Ensuing Loss Provision Does Not Expand Coverage
April, 2007
In a case of first impression in Indiana, the Indiana appellate court holds that third party negligence that set into motion the efficient proximate cause of the insured Library’s loss of a historic building was clearly and unambiguously excluded from coverage under defendant’s all-risk insurance policy. Hartford Casualty Ins. Co. v. Evansville Vanderburgh Public Library, 860 N.E.2d 636 (Ind. App. 2007).
Facts
The Evansville Vanderburgh Public Library (“Library”) had acquired a building listed on the National Registry of Historic Buildings intending to integrate the building into a new Central Library. An underground parking garage was to be built adjacent to the historic building. Excavation for the underground garage included installing an earthwork retention system, in part to protect the building during excavation.
During installation of the retention system, the contractor utilized a high frequency, variable moment vibratory hammer to install sheet piling. During the process, the existing historic building was damaged and was ultimately declared a total loss. The Library’s own investigation concluded that the design and use of the pile driving hammer and cantilevered earth retention system caused or contributed to the damage.
The Hartford policy contained a General Exclusion excluding loss or damage caused by or resulting from “design, specifications, workmanship… construction, renovation…” and from “furnishing of work, materials, parts or equipment in connection with the design, specifications, workmanship… construction, renovation….” The policy also contained an “ensuing loss” clause stating that if physical loss or damage by a Covered Cause of Loss ensued, Hartford would pay only for such ensuing loss or damage.
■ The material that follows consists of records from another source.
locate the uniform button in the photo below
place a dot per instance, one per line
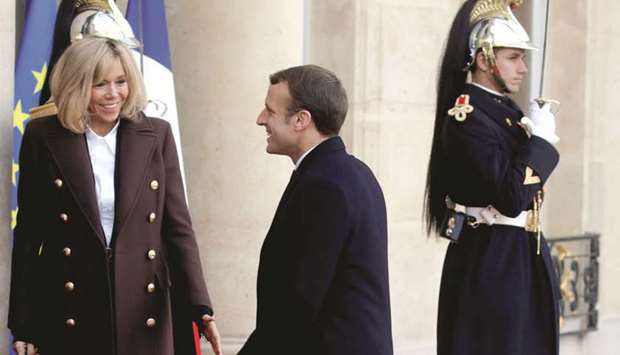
(151, 322)
(150, 288)
(69, 286)
(151, 254)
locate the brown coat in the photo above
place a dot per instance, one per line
(68, 294)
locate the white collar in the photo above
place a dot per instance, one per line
(487, 89)
(305, 154)
(109, 138)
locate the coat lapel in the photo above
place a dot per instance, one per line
(135, 146)
(70, 153)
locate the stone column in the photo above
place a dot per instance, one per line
(7, 69)
(387, 52)
(222, 54)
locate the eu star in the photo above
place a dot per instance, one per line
(40, 77)
(14, 171)
(19, 117)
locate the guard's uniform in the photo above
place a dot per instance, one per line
(497, 295)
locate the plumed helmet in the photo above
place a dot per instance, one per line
(494, 25)
(101, 18)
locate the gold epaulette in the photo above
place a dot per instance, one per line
(47, 109)
(461, 108)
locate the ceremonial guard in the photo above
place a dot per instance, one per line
(488, 165)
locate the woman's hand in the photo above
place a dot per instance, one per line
(23, 348)
(211, 333)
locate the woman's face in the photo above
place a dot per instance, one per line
(107, 97)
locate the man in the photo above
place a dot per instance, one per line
(487, 169)
(323, 275)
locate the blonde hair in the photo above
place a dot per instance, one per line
(83, 63)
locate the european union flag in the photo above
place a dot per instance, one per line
(30, 72)
(148, 21)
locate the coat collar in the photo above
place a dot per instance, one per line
(135, 145)
(499, 108)
(329, 145)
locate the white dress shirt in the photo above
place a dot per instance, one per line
(298, 162)
(102, 151)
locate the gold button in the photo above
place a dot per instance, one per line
(151, 322)
(150, 288)
(151, 254)
(69, 286)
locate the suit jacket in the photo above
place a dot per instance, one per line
(498, 296)
(69, 295)
(323, 273)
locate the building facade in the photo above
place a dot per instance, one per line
(387, 54)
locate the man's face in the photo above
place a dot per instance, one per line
(280, 126)
(511, 66)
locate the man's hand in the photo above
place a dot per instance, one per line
(23, 348)
(211, 333)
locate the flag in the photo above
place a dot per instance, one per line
(30, 72)
(148, 21)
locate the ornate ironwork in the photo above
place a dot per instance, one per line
(576, 263)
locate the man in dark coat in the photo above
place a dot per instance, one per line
(323, 275)
(72, 294)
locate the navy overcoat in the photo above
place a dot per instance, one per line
(323, 273)
(497, 295)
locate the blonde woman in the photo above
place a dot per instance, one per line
(102, 222)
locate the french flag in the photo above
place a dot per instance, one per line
(148, 21)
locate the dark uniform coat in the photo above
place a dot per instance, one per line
(323, 276)
(69, 293)
(497, 295)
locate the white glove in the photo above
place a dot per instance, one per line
(541, 122)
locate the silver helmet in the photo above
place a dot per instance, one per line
(101, 18)
(494, 25)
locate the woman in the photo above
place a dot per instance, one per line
(102, 220)
(484, 187)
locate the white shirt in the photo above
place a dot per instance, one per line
(102, 151)
(304, 155)
(487, 89)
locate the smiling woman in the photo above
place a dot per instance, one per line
(102, 72)
(93, 266)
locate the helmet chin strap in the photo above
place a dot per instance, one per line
(501, 83)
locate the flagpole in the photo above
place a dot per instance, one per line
(141, 35)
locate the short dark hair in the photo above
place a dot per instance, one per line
(318, 91)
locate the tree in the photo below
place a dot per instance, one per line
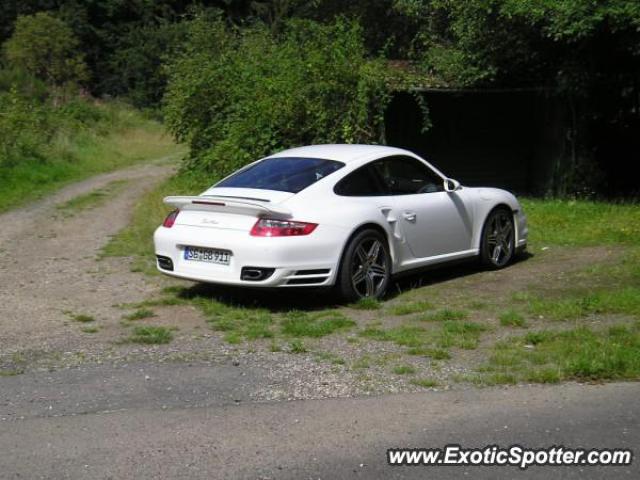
(47, 48)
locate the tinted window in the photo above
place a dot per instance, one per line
(406, 175)
(285, 174)
(363, 182)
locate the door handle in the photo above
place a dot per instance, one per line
(409, 216)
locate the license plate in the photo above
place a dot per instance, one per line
(209, 255)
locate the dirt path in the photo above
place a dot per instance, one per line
(186, 422)
(49, 272)
(48, 265)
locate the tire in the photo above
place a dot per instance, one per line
(497, 247)
(365, 267)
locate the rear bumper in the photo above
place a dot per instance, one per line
(296, 261)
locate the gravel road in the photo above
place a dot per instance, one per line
(48, 263)
(198, 408)
(194, 422)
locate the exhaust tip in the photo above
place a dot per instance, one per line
(165, 263)
(256, 274)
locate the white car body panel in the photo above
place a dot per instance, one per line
(421, 229)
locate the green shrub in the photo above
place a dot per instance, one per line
(237, 96)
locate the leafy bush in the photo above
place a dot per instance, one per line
(47, 48)
(235, 96)
(25, 129)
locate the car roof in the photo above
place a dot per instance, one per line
(342, 152)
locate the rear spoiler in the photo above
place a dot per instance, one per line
(224, 204)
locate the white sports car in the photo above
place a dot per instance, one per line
(349, 216)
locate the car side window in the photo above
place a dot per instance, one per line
(363, 182)
(403, 175)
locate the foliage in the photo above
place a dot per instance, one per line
(25, 128)
(137, 62)
(235, 96)
(47, 48)
(43, 145)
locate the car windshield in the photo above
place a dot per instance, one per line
(285, 174)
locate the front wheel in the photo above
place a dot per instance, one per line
(365, 268)
(498, 239)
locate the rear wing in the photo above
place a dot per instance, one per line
(212, 203)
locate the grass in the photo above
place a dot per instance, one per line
(90, 200)
(445, 315)
(465, 335)
(407, 308)
(625, 300)
(581, 223)
(512, 318)
(424, 382)
(140, 314)
(320, 324)
(130, 138)
(368, 303)
(579, 353)
(150, 335)
(404, 370)
(296, 346)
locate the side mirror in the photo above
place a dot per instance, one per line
(451, 185)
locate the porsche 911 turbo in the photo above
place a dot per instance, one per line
(343, 216)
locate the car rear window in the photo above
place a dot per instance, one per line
(284, 174)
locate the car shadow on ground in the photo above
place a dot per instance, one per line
(313, 299)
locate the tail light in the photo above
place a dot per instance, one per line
(267, 227)
(171, 219)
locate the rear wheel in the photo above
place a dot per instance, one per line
(498, 239)
(365, 268)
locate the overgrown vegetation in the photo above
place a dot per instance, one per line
(150, 335)
(43, 146)
(310, 84)
(580, 353)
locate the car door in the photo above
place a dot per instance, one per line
(434, 222)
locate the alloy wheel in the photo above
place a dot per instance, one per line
(369, 268)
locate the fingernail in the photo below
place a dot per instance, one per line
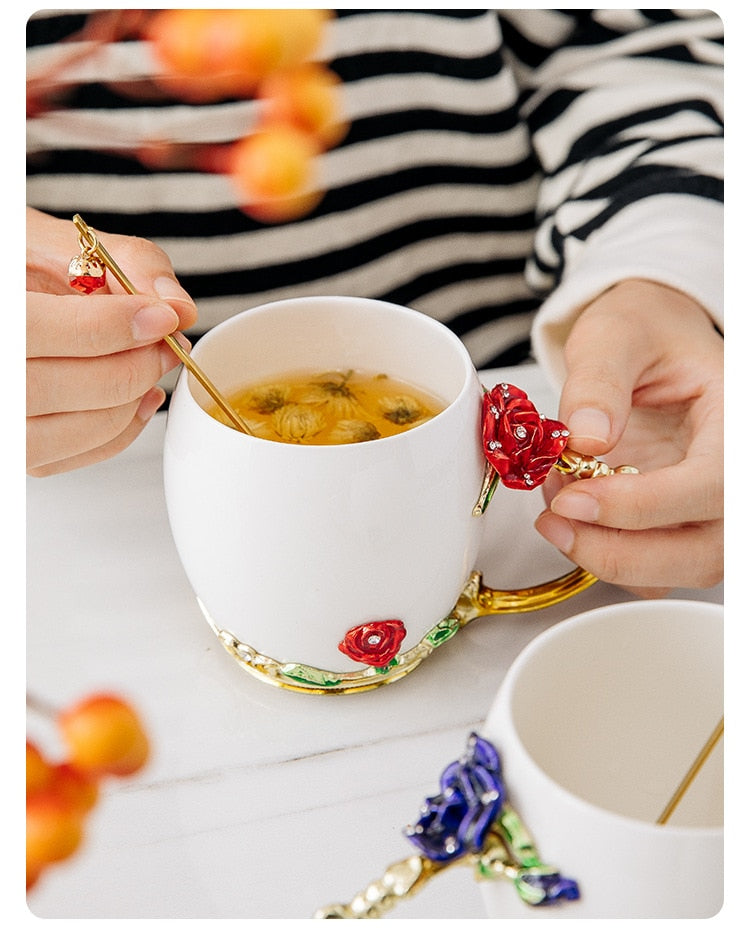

Hartford argued that the General Exclusion precluded the loss from coverage. It asserted that the Library’s loss was the ultimate result of the contractor’s excavation work because the vibratory hammer used to install sheeting sent vibrations through the ground which caused sand in the soil beneath the building to compact.
The Library conceded that the policy excluded coverage for construction activities losses (e.g., the cost of repairing defective construction work) but argued that the ensuing loss provision was an exception to the Exclusion, and any otherwise covered loss that might ensue or result from such construction activities was covered. The Library claimed that the ensuing loss provision limited the scope of the exclusion by breaking, for coverage purposes, the link between an excluded loss and another loss it causes. The Library contended that if the second loss was not excluded from coverage by any other policy provision, then it was also not excluded by the provision containing the ensuing loss provision.
Analysis
The Indiana Court of Appeals held that the loss was excluded. In so doing, it stated that “an exception to an exclusion cannot create coverage where none exists. Exclusion clauses do not grant or enlarge coverage; rather, they are limitations on the insuring clause.” The court further stated:
In the case before us, the only way that Hartford’s Ensuing Loss Provision can “re-grant” coverage, using the verb coined by the Amerisure court, is if the cause of the loss from which the ensuing loss arises is a “Covered Cause of Loss.” Here it is not. In fact, it is not even a question of interpretation; the language is clear.
The court then applied the efficient proximate cause rule, which had not been expressly applied by the Indiana courts, to hold that the third-party negligence that set into motion the efficient proximate cause of the Library’s loss was clearly and unambiguously excluded from coverage.
Learning Point
Ensuing loss provisions cannot be relied upon to expand coverage, but only to restore or “re-grant” originally existing coverage that would otherwise be negated by other policy provisions/exclusions.